And let us not forget Bismarck! Was he not our special fellow compatriot? Certainly he was: after all, the Pomeranian country estate of Varzin belonged to him. With its extensive forests, it was located only a few miles away from our place. So we had plenty of reason to be proud.
Incidentally, a considerable number of noble estate owners who had participated in the recent campaigns, as Herr Lieutenant, Herr Captain, Herr Cavalry Captain, or Herr Colonel, could also be found in the vicinity of our town. These gentlemen frequently came to our little town, noblemen from head to toe. In the summer, they appeared on horseback or came by carriage; in the winter, they wore splendid fur coats and came in elegant sleighs, quite often four-horsed, with two outriders, a coachman, and a servant in rich livery.
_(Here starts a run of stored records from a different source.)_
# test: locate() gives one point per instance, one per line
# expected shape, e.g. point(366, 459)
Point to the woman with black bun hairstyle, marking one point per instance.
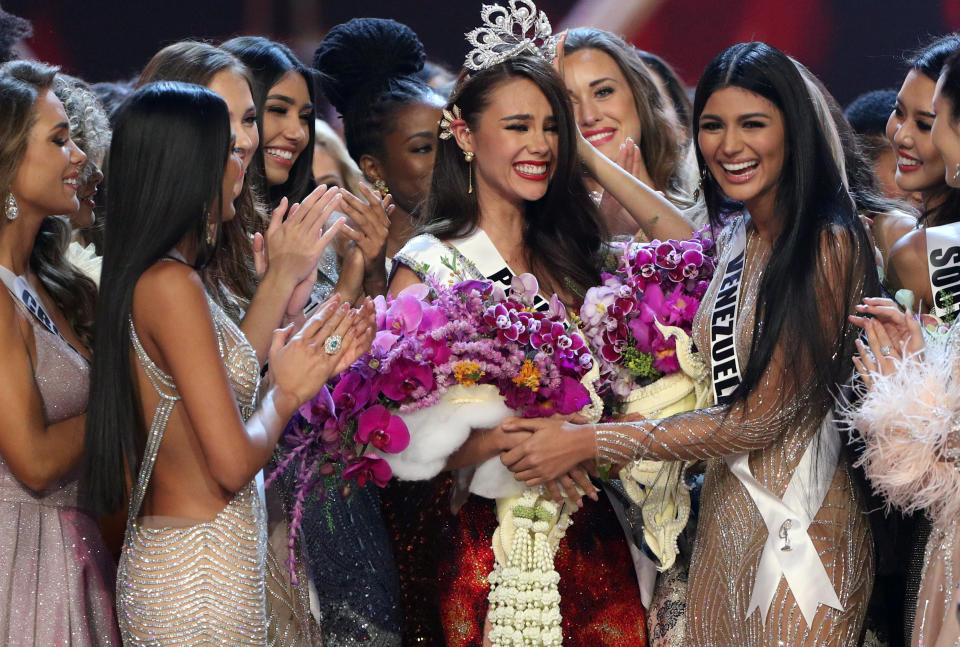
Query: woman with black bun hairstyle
point(784, 552)
point(921, 169)
point(370, 70)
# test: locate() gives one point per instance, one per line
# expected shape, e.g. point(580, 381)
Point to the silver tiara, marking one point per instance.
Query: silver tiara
point(505, 34)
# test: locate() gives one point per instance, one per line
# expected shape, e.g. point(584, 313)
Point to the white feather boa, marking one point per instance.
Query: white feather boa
point(908, 421)
point(438, 431)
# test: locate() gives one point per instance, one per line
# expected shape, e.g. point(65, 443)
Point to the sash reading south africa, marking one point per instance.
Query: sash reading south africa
point(943, 263)
point(725, 367)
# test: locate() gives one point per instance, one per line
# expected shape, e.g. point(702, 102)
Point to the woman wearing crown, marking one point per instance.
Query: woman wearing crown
point(507, 198)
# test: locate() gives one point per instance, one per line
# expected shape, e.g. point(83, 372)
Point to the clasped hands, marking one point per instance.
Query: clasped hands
point(557, 452)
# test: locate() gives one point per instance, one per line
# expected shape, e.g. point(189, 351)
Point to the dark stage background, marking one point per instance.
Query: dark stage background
point(853, 45)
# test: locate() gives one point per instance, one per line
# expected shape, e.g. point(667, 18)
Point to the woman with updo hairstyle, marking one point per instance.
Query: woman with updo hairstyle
point(90, 130)
point(508, 196)
point(784, 553)
point(617, 98)
point(56, 574)
point(921, 170)
point(370, 71)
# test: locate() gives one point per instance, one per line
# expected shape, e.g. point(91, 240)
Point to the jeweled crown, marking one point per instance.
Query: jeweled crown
point(508, 33)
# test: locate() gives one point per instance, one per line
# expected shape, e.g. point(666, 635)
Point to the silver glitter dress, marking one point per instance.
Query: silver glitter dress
point(774, 428)
point(56, 574)
point(196, 583)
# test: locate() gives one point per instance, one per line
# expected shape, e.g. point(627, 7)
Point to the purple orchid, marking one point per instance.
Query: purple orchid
point(407, 375)
point(369, 467)
point(386, 432)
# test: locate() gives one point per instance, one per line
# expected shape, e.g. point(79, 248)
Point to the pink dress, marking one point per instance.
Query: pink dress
point(56, 574)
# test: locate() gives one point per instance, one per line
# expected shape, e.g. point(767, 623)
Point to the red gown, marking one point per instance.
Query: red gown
point(599, 597)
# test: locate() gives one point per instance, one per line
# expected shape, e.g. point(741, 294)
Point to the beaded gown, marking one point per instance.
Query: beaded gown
point(57, 574)
point(774, 428)
point(347, 549)
point(186, 582)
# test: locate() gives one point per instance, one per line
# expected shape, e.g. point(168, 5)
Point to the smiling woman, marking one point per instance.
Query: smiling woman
point(57, 576)
point(283, 94)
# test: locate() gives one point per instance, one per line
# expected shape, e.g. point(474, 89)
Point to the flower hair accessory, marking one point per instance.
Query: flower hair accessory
point(521, 30)
point(450, 116)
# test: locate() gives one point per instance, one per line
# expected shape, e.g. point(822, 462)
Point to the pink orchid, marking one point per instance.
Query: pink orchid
point(406, 376)
point(525, 287)
point(319, 408)
point(386, 432)
point(369, 467)
point(404, 314)
point(351, 394)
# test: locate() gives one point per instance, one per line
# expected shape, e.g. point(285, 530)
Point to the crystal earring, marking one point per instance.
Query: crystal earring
point(468, 158)
point(211, 231)
point(12, 210)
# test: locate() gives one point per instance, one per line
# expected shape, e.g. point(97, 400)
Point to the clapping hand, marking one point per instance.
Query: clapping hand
point(329, 342)
point(892, 335)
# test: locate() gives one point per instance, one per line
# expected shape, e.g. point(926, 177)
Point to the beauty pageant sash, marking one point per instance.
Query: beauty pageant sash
point(788, 551)
point(24, 292)
point(943, 265)
point(724, 363)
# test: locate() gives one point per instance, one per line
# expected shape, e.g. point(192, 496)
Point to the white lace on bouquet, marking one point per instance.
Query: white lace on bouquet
point(508, 33)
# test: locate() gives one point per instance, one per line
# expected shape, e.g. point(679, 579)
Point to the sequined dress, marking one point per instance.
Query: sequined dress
point(57, 574)
point(775, 428)
point(190, 582)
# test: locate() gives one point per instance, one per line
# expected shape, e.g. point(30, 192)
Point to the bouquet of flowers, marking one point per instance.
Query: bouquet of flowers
point(656, 285)
point(640, 322)
point(435, 344)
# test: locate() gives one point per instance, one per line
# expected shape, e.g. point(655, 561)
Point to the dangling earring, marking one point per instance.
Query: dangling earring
point(12, 210)
point(704, 176)
point(468, 158)
point(211, 231)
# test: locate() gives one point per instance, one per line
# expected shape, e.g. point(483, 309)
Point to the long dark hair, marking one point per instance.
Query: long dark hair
point(929, 61)
point(563, 232)
point(232, 267)
point(369, 69)
point(660, 144)
point(862, 182)
point(268, 61)
point(21, 82)
point(950, 89)
point(156, 129)
point(820, 232)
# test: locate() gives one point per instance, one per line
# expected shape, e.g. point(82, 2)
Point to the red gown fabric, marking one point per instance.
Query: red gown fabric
point(599, 597)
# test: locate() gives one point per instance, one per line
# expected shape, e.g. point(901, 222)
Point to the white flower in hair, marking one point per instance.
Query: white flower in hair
point(521, 30)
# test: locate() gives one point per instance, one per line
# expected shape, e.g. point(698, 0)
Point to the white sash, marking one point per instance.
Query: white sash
point(22, 290)
point(475, 252)
point(789, 551)
point(724, 363)
point(943, 265)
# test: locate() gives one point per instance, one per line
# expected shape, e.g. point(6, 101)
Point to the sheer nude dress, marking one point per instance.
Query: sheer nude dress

When this happened, it was not uncommon for local dignitaries and businessmen to stand in their doorways, bowing and scraping, and many a proper philistine considered it a high honor to be fortunate enough to greet such distinguished ladies and lords and even – to be greeted in return. The lords and ladies seemed to regard these deferential greetings by the town dwellers as something entirely natural, for most of the time they returned them with only a light, casual nod of the head; they seldom raised their own hats in greeting. As children, however, we delighted in the fiery, snorting horses that steamed and foamed as they paraded in front of the noble carriage. I also never neglected to take a routine peek at the gentlemen’s chest to see whether it displayed some colorful medal ribbon. If I saw one, then I regarded its owner as easily ranking among the bravest of all brave Pomeranian warriors. I considered him a kind of higher being. Consequently, in my eyes he was not merely a born leader and officer of common soldiers, but also a legitimate master and lord in other things, someone who was naturally entitled to other people treating him with respect and courtesy. This was also what the teachers in school told us, admonishing us often to be extremely polite and deferential toward those sirs, for they were, according to God’s will, the leaders of the people. And so it had to be true.